A different hypothesis for piezolyte function is based on TMAO's prevention of pressure-induced water crowding (Sarma and Paul, 2013) and the water-expanding effects of methylamines, as evidenced in their partial molal volumes: TMAO's partial molal volume, for example, is +72.7 cm³ mol⁻¹ (Withers et al., 1994a,b). These properties might come into play in the deepest oceans where pressure compresses water volume up to 5% at 11,000 m. The presence of TMAO in cells could prevent this compression and thus protect cell volume (G.N. Somero, personal communication).
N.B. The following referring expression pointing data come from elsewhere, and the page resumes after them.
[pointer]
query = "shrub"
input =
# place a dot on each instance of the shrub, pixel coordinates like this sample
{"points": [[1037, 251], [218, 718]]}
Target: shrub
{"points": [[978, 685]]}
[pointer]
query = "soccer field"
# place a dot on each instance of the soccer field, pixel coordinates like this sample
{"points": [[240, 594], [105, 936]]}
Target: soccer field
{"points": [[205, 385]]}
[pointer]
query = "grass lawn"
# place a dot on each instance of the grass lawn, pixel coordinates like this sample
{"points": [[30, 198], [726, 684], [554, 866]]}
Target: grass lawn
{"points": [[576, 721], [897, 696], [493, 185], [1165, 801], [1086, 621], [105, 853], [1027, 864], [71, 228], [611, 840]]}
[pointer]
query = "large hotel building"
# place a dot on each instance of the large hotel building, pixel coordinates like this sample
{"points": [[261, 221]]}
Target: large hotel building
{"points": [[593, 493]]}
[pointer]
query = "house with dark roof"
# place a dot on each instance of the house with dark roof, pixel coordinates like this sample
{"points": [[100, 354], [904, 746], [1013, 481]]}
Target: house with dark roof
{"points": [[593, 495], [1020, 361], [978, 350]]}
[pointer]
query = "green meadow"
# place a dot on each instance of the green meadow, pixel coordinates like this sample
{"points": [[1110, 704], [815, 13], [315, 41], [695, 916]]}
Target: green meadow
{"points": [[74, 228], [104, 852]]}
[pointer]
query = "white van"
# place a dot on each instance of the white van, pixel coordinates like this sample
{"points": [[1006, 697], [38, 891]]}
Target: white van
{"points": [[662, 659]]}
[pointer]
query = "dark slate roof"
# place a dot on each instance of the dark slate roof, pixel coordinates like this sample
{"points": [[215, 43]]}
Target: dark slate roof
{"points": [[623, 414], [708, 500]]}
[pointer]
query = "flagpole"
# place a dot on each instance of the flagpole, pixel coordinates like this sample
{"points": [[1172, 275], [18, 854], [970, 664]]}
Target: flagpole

This hypothesis and the protein-stabilizing one are not mutually exclusive, as both could occur.

Currently, we know virtually nothing about mechanisms for regulating TMAO (and urea) with pressure, and are only beginning to understand how intrinsic adaptations reduce volume changes under pressure (both major topics for future study). Moreover, it is apparent from the examples of adaptations to the deep sea that not all proteins or all species evolve in a similar manner to environmental stressors. For example, hadal amphipods have managed to go deeper than fish, down to 11,000 m. Future research will examine whether they have proteins with ‘better’ intrinsic adaptations to pressure. ‘Complete’ adaptation (Precht, 1958), however, may not often be achieved in protein evolution, and it may be that these deepest animals have different piezolytes than fish. The accumulation of cytoprotective cosolutes and the co-evolution of proteins in the cellular milieu may expand the potential range of environments that species can successfully inhabit. Clearly the study of protein evolution and bioinformatics predictions of protein folding must take into account the particular milieu of each species (Somero, 2003).

We thank Professor George N. Somero for his mentorship, support and friendship and congratulate him on his productive career and contributions to our understanding of how organisms adapt to a multitude of environments.